Both the recurring significant words and the quirk words are examples of extremes: the former are the foundation of any book, the latter are the frills. And, like with any building, where you can tell what’s being built by looking at the foundations or what’s been built by looking at the gables, these two word groups outline the book’s setting. (They don’t tell you what the façade looks like or what’s inside, i.e. the sentence structure or the plot.)
Perhaps I have been unfair to Bloy by presenting him through such a “difficult” quirk list. Let me rectify that.
I enjoyed his writing for its colourful language (indebted to the Symbolists, the Naturalist, the Decadents in general), even though the stories often centred on the unkindest cuts between friends and family, between those standing and those on their knees, between the hopeful and the hopeless. Despite that hideous quirk list, Bloy manages to speak of flowers and light and the imagination in softer tones. For example take the following quotes:
- Like convolvulus, the flowers of his soul only bloomed in the shade.
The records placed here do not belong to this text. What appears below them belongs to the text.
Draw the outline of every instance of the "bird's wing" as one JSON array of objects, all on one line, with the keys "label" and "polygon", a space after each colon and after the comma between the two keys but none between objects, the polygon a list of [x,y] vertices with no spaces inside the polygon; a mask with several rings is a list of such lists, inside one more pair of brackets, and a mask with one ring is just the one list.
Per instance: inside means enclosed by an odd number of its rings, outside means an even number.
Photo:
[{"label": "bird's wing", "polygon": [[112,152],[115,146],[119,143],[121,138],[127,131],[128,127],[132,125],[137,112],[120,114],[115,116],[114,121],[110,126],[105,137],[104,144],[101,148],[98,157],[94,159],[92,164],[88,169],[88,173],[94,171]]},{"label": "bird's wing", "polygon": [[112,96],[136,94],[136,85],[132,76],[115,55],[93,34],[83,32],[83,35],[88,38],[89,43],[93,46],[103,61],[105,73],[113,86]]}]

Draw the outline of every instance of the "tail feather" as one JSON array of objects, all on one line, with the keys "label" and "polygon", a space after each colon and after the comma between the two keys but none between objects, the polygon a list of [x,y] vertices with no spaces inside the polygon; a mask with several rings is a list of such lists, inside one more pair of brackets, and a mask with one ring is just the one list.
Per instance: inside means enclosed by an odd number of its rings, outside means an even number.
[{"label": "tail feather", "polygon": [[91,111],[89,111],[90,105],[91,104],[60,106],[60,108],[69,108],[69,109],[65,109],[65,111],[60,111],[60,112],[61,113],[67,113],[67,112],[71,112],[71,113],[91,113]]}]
- I shall become as complete a stranger as the unknown drama sleeping in the limbo of a novelist’s imagination.
- One had, in any case, a bag full of fruits that resemble stars, picked by the handful in the luminous forest, and one did not doubt the human species.
- Her heart had been cultivated like a kitchen garden of limited extent, in which the smallest strips were calculated for the cooking-pot: no useless flowers whose frivolous brightness brings no profit; at the very most a few pansies or violets bordering the beans and salad vegetables, in order not to exile poetry completely.
So the writing is refined, even if the messages are brutal.
Ultimately, Tarantula’s Parlour studies our untamed, baser impulses, which we (pretend to) strive to reign in. As such, Bloy shows up human nature, and it’d be a shame to dismiss him and turn away. After all, you have to know what the Devil looks like before you can smite him.